No Instagram, Marçal compartilhou vídeos que mostram as pessoas relatando cansaço, frio e querendo desistir da “expedição” enquanto eram convencidas por ele de que a circunstância “era uma chance de crescimento” e que era preciso “vencer os medos”. Os bombeiros revelaram que diversas pessoas corriam risco de morte e já apresentavam quadro de hipotermia.
“Ele foi totalmente irresponsável. Subir com um grupo de pessoas despreparadas e sem equipamento é colocá-las sob risco de morte. Essa foi a pior ação que a gente viu no Pico dos Marins”, afirmou Paulo Roberto Reis, capitão dos bombeiros e chefe da operação de resgate.
Trabalho de ‘coach’
Não existem números oficiais sobre coaches no Brasil. No entanto, só a Sociedade Brasileira de Coaching (SBC) já formou mais de 35 mil coaches, embora nem todos atuem na área. De acordo com especialistas, essa explosão da profissão se deve, entre outros fatores, ao desemprego e à facilidade de se inserir nesse mercado, já que não há regulamentação para o ofício nem fiscalização para os cursos de formação.
Mas à medida que o número de coaches aumenta, cresce também a quantidade de charlatões na área: são treinadores que chegam a prometer ‘reprogramação do DNA e cura quântica de doenças’, invadindo e desrespeitando áreas de trabalhos com base científica e terapêutica.

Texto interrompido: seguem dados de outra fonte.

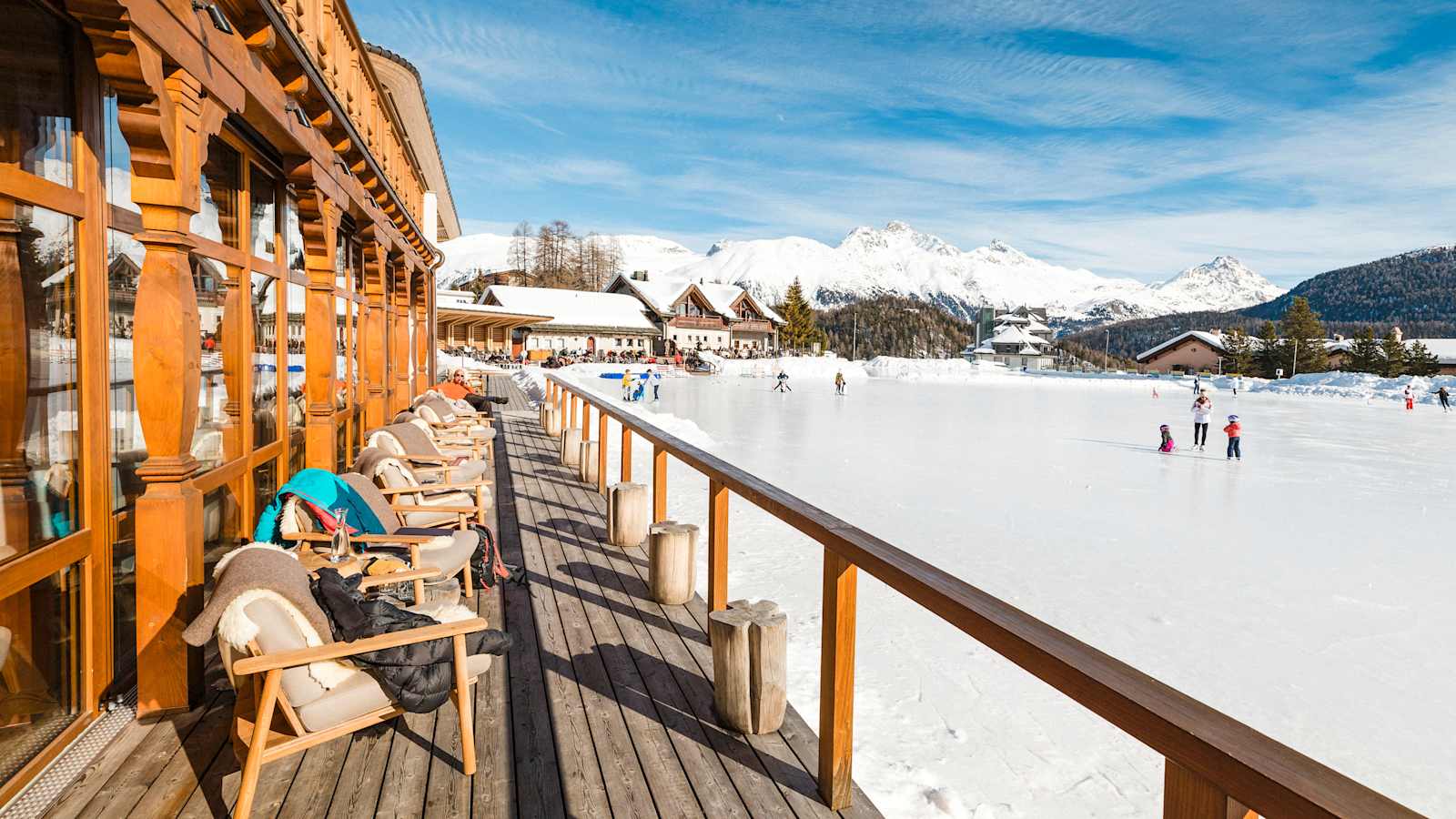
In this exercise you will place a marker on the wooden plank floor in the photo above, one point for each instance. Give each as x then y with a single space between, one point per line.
602 709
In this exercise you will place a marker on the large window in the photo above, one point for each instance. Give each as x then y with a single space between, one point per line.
36 104
40 419
266 359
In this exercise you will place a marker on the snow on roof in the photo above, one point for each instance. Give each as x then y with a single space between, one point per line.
1212 339
572 308
1445 349
1012 334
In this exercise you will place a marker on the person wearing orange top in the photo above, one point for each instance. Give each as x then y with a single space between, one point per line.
1235 431
456 389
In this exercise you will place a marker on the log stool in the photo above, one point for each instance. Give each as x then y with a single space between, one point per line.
672 557
571 448
628 515
750 675
589 462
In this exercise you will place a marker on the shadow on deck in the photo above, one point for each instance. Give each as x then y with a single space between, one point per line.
602 709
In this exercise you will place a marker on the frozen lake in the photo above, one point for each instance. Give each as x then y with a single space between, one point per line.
1307 591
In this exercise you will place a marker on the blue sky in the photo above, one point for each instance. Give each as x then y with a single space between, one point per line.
1132 138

Por conta dos milhares de charlatões, uma proposta de criminalização do coaching reuniu 20 mil assinaturas no site e-Cidadania e se transformou na Sugestão Legislativa (SUG) nº 26, que tramita no Senado Federal.
Se aprovada pela Comissão de Direitos Humanos e Legislação Participativa (CDH), a ideia poderá se tornar um projeto de lei. Outra corrente formada por deputados e entidades ligadas ao coaching reconhece que existem abusos no mercado e, por isso, deseja regulamentar a profissão, a fim de estabelecer limites e critérios para trabalhadores do ramo. Atualmente, tramitam na Câmara dos Deputados quatro projetos de lei com essa proposta.